Former President Luiz Inácio Lula da Silva of Brazil has been rising steadily in the polls for Brazil’s 2018 presidential elections, despite facing several corruption charges. Why? Because some Brazilians perceive increasingly that he can make Brazil great again. After all, it was under his stewardship that Brazil experienced the rise of the middle class, falling inequality, substantial job creation, and the shrinkage of the informal economy between 2003 and 2010. Of course, Lula’s record of success was helped by external factors, such as rising commodity prices, and a significant inflow of foreign investments—trends that have more recently reversed. Many Brazilian economists fear that a new Lula government in 2018 will aggravate Brazil’s economic problems rather than turn them around. In arguing against a Lula comeback, some claim that Brazil has turned a corner and must not return to his supposedly failed policies.
But are Brazil’s prospects improving, as these economists claim?

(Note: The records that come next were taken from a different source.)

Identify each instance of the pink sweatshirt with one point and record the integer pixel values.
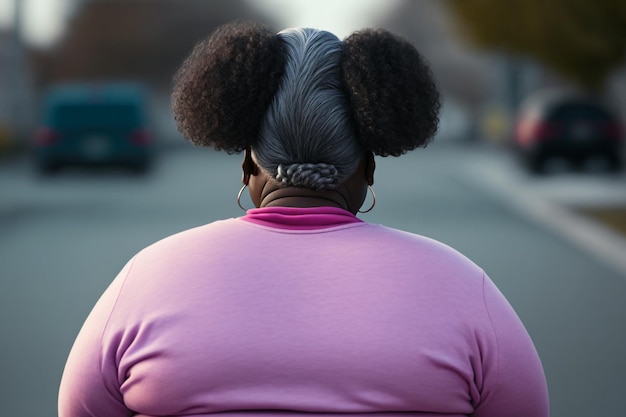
(287, 311)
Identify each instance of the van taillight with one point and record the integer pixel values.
(46, 137)
(140, 137)
(544, 130)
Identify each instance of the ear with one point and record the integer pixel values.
(248, 166)
(370, 167)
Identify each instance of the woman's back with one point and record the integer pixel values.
(343, 317)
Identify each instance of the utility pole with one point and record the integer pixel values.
(17, 84)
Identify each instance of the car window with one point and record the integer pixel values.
(579, 111)
(103, 115)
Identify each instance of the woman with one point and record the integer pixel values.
(299, 306)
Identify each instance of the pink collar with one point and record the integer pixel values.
(295, 218)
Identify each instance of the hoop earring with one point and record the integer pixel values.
(239, 197)
(373, 200)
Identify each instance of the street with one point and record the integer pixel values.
(63, 239)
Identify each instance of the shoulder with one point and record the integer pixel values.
(423, 248)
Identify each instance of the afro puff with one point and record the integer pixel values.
(393, 96)
(224, 87)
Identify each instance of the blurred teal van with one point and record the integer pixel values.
(99, 124)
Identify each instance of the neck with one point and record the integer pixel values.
(302, 198)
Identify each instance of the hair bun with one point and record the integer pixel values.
(224, 87)
(392, 93)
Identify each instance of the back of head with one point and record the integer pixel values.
(308, 138)
(307, 104)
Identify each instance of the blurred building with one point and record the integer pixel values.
(138, 40)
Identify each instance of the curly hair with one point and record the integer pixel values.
(224, 87)
(393, 96)
(307, 104)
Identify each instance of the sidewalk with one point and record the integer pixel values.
(588, 208)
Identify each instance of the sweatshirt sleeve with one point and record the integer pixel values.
(89, 387)
(516, 386)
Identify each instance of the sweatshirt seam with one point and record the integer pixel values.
(495, 335)
(108, 321)
(311, 231)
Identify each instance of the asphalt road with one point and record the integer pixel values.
(63, 238)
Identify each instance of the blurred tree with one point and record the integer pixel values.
(134, 39)
(582, 40)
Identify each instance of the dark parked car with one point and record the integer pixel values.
(94, 125)
(568, 126)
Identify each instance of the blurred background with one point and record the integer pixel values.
(525, 176)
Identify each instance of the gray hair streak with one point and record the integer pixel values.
(307, 137)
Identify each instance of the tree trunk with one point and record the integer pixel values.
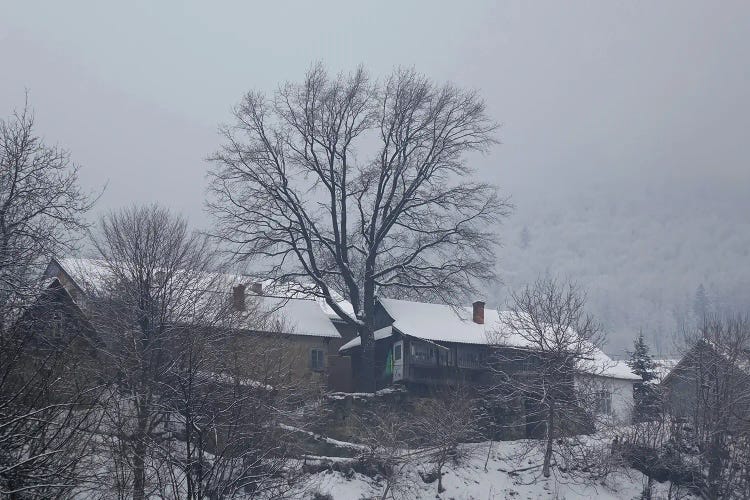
(550, 441)
(367, 376)
(715, 461)
(648, 488)
(139, 457)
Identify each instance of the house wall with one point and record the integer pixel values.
(292, 351)
(621, 391)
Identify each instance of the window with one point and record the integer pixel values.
(317, 359)
(56, 325)
(422, 353)
(603, 402)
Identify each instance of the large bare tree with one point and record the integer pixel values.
(360, 188)
(42, 209)
(558, 342)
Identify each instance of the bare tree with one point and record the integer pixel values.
(360, 188)
(156, 280)
(711, 388)
(41, 208)
(42, 411)
(445, 425)
(546, 341)
(236, 411)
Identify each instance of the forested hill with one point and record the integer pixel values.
(650, 255)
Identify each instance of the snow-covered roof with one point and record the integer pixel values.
(442, 323)
(295, 314)
(300, 316)
(604, 366)
(380, 334)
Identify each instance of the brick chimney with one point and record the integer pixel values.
(478, 310)
(238, 298)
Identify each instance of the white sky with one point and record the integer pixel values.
(589, 93)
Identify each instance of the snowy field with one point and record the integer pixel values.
(471, 481)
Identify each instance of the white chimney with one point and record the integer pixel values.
(478, 312)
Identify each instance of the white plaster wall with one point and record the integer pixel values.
(622, 395)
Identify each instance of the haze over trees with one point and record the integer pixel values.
(360, 187)
(42, 210)
(640, 248)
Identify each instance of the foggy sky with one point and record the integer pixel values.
(608, 97)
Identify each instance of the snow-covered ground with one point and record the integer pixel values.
(471, 481)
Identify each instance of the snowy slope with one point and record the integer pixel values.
(472, 482)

The reality is: So far, no.
The figure above shows the misery index for Brazil, the sum of inflation and unemployment. Inflation has come down, but unemployment has risen steadily between 2015 and 2017, the result of years of populist and unsustainable policies under Lula’s second term in office and the administration of his impeached successor, Dilma Rousseff. It should continue to rise this year to 13 percent or more. Brazilian states have run out of cash to pay public servants, and a recent police strike in Espírito Santo, a state just north of Rio de Janeiro, led to over 100 dead in one weekend. Police forces are threatening state governments with similar strikes across the country because they are not getting paid on time. Meanwhile, the federal government and Congress are doing everything possible to avert the fallout from the soon-to-be-made-public Odebrecht depostions—Odebrecht is the construction company at the heart of Brazil’s massive corruption probe. The depositions allegedly implicate members of current president Michel Temer’s inner circle, most of his party (PMDB—the Brazilian Democratic Movement Party), and ally PSDB (the Brazilian Social Democratic Party).

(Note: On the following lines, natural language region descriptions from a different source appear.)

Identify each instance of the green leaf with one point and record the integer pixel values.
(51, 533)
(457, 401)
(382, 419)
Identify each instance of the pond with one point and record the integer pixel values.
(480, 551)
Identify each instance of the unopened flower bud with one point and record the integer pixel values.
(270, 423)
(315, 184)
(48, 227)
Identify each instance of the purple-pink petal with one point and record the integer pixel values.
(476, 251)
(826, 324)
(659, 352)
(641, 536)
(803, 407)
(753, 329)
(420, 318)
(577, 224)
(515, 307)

As a result of Temer’s maneuverings and the perception that the economy is not improving to benefit the population at large, his approval ratings have tumbled to 10 percent, about the same ratings Rousseff had prior to her impeachment. Social tensions are on the rise, while stock markets have preferred to ignore risks associated with increasing instability, a situation that has some resonance in the United States. It should be recognized that the Temer government has been promoting crucial economic reforms, such as the successful introduction of a cap on public spending, a proposal for the reform of the social security system, a much-needed reformulation of Brazil’s state-owned development bank (BNDES), changes to regulations in the oil and gas sector, a proposal for labor market legislation reform, and a series of measures to boost productivity. However, this impressive record has been tainted by the corruption investigations and the failure to improve popular sentiment regarding the state of the economy.

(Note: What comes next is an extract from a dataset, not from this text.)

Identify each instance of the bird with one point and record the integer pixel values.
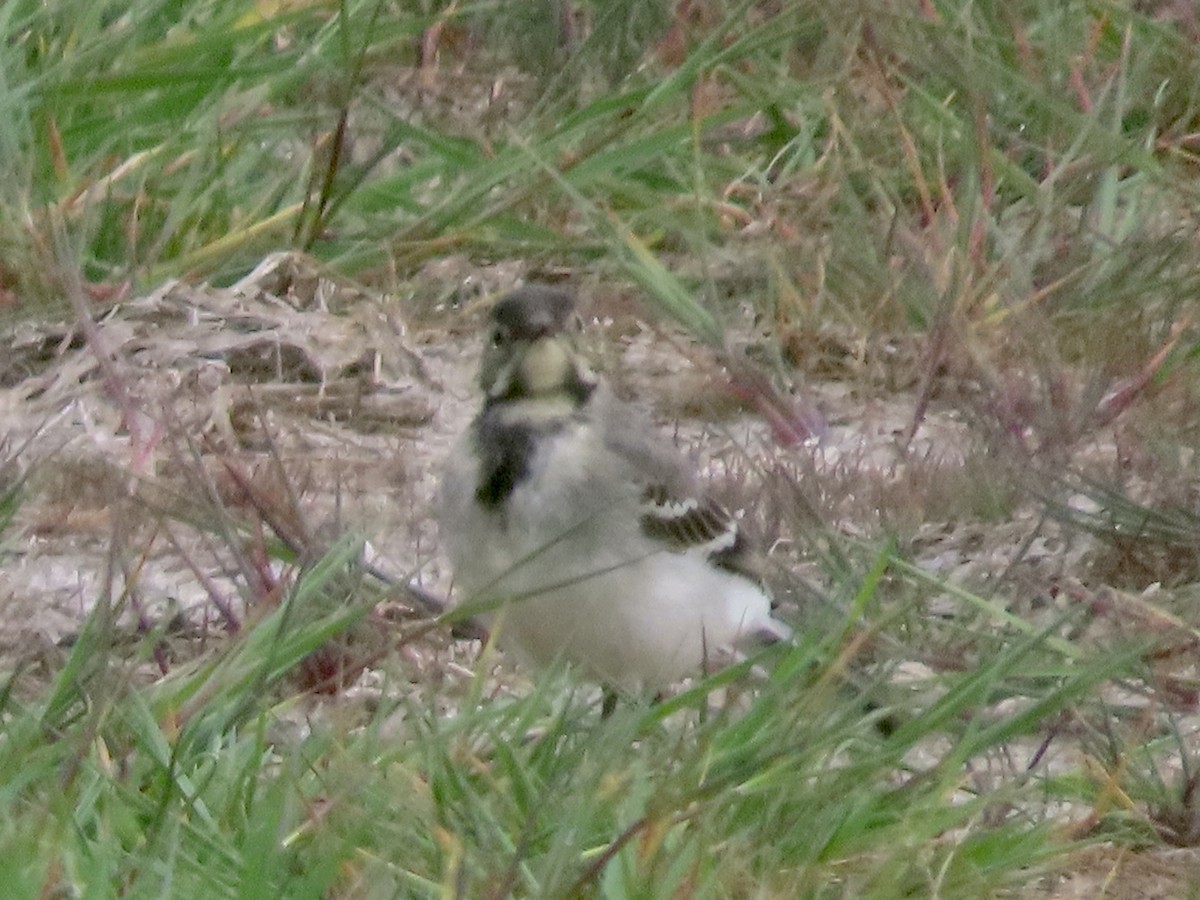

Is Lula electable, given that he has been indicted on corruption charges? That is an open question. If he is, and becomes a candidate, he is likely to sweep next year’s elections. His opposition and some renowned Brazilian experts have decided to fight the risk with the narrative that all is going well. However, by denying a more complicated reality, experts are making the potential comeback of supercharged populism all the more likely. There are clear lessons here not only for the United States, but for other countries that continue to flirt with leaders who speak in the name of the common folk, but place them at greater risk with policy proposals that ultimately hurt the very same people they aspire to protect.